Ruth remembered the first car the family had. "Boggs the blacksmith came and took my older brother out every day for a week and taught him how to drive. So my dad said he would learn how to drive later. ...He just didn't jump right into anything. He had to think about it awhile. He could figure it all out ahead of time and then done better than he could johnny on the spot. Anyway I remember my brother took us and the family different places. Like homecoming at church and one time we went home with a couple. Mom said we was related, some kind of cousins. We went home to eat and my brother was about 15 or 16. He was driving us and had on a suit of clothes but the knickers were like here and then big fancy socks up here and a cap. The girls were quite a bit older and lived at this house and said you are to old to be dressed like that you need some long pants, you are a man now. So he wouldn't wear those clothes anymore. We came home and he said he had to have new clothes. And I guess they ordered them from Sears Roebuck."

I asked her if her father ever learned to drive. "Yes he was sorta forced. And my older sister was that way...didn't want to drive. She put it off for a long time ...I couldn't wait to drive. I was always wanting dad to let me. He let me drive when I was ten or eleven years old with him sitting beside me. You didn't have to have any [license] and then later my older sister was teaching. She went away to school when she was 14 and by 18 she was teaching. So you had to live away from home. And my job when I was think I was 15 when I got home from high school every Friday I had to go get my sister and bring her home for the weekend. That was my job. Everybody else was busy. You know farm work. You never get it done."

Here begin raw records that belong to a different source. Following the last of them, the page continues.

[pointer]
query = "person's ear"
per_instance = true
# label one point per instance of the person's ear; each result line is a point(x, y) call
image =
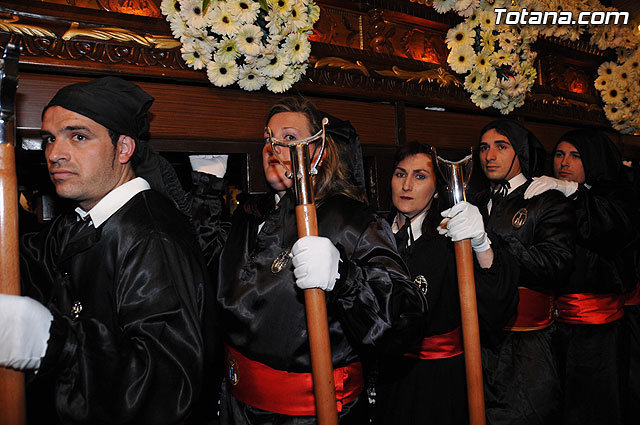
point(125, 148)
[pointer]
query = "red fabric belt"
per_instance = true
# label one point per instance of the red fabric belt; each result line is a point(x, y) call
point(287, 393)
point(535, 311)
point(438, 346)
point(633, 297)
point(590, 309)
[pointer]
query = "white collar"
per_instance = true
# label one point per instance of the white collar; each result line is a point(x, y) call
point(113, 201)
point(416, 225)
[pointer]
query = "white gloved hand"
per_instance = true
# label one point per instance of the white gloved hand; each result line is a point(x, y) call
point(544, 183)
point(464, 221)
point(315, 261)
point(209, 164)
point(24, 332)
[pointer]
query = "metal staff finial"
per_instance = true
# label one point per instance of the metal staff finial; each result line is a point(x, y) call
point(456, 176)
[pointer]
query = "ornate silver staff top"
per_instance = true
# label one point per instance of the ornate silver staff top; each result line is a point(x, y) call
point(456, 177)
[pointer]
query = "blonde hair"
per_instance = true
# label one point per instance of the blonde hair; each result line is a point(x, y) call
point(333, 173)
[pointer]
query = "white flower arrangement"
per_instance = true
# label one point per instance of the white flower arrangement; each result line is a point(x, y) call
point(499, 61)
point(497, 58)
point(254, 43)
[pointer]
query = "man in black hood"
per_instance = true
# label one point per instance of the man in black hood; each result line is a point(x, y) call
point(113, 293)
point(521, 383)
point(587, 167)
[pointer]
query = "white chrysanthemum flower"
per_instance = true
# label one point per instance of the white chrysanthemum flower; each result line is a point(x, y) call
point(443, 6)
point(460, 36)
point(487, 19)
point(246, 11)
point(508, 41)
point(484, 99)
point(613, 95)
point(277, 64)
point(192, 56)
point(249, 40)
point(502, 58)
point(222, 21)
point(298, 18)
point(297, 47)
point(178, 28)
point(250, 79)
point(483, 62)
point(488, 40)
point(282, 83)
point(461, 59)
point(473, 81)
point(280, 7)
point(313, 11)
point(222, 74)
point(226, 50)
point(170, 8)
point(191, 11)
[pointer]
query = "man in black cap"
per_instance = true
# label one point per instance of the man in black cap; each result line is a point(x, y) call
point(521, 382)
point(113, 294)
point(588, 170)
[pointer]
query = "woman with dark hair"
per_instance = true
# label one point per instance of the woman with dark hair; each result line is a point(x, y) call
point(589, 341)
point(262, 267)
point(427, 385)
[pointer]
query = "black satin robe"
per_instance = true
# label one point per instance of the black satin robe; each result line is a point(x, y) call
point(134, 354)
point(373, 308)
point(433, 391)
point(520, 372)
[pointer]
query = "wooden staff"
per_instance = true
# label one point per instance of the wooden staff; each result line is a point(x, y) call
point(317, 323)
point(455, 174)
point(12, 401)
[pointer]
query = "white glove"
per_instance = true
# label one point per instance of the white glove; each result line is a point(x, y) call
point(209, 164)
point(544, 183)
point(464, 221)
point(24, 332)
point(315, 261)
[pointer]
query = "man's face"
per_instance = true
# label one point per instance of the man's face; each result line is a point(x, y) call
point(83, 163)
point(496, 154)
point(567, 164)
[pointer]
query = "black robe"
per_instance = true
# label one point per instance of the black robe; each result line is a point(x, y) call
point(374, 308)
point(134, 353)
point(433, 391)
point(521, 381)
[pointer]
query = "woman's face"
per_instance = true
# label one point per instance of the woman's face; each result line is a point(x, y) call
point(287, 127)
point(413, 184)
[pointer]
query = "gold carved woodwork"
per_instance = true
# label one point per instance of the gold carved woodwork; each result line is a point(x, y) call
point(11, 25)
point(441, 76)
point(337, 62)
point(120, 34)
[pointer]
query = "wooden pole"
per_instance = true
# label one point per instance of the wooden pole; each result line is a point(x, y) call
point(12, 400)
point(324, 388)
point(470, 331)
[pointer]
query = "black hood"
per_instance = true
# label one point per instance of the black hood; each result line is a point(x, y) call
point(601, 159)
point(531, 154)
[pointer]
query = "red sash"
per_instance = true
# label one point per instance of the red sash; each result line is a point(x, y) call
point(590, 309)
point(535, 311)
point(438, 346)
point(287, 393)
point(633, 297)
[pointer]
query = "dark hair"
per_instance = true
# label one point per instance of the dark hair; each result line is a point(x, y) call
point(333, 175)
point(433, 218)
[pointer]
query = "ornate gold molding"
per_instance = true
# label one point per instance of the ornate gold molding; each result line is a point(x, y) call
point(549, 99)
point(120, 34)
point(11, 25)
point(336, 62)
point(439, 75)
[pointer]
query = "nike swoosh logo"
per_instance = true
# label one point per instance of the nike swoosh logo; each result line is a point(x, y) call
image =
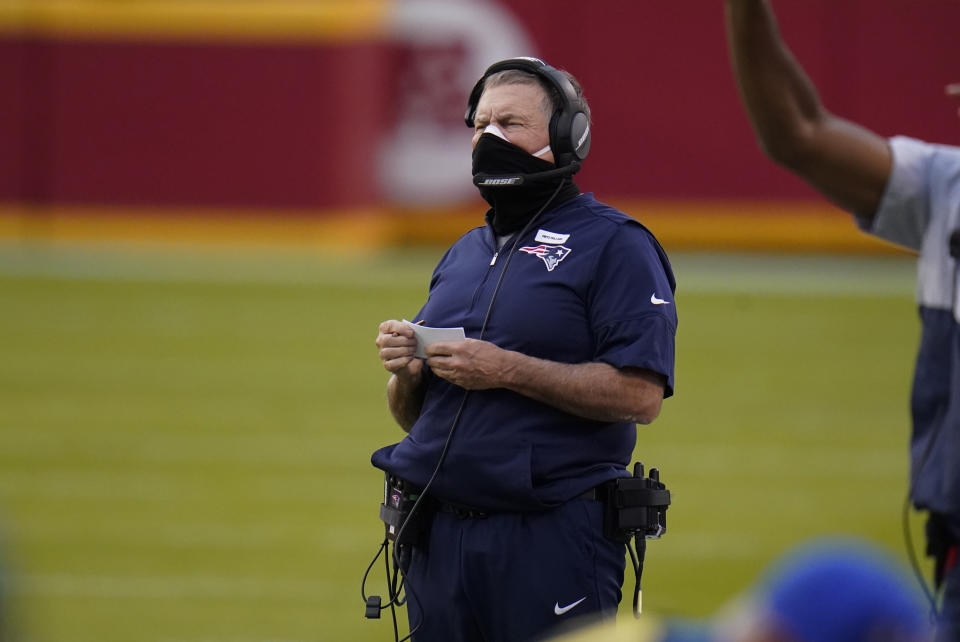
point(560, 610)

The complete interview will remain in my office files and eventually will be donated to the library along with the rest of my collection. I enjoyed my visit with Ruth very much and appreciate her sharing memories with me. Ruth was buried yesterday [June 22, 2010] in Rose Hill Cemetery, Ashland, Kentucky. Her obituary stated that she worked for Ashland Asphalt and Paving for many years. At the time of her death she was a member of the First Presbyterian church in Ashland.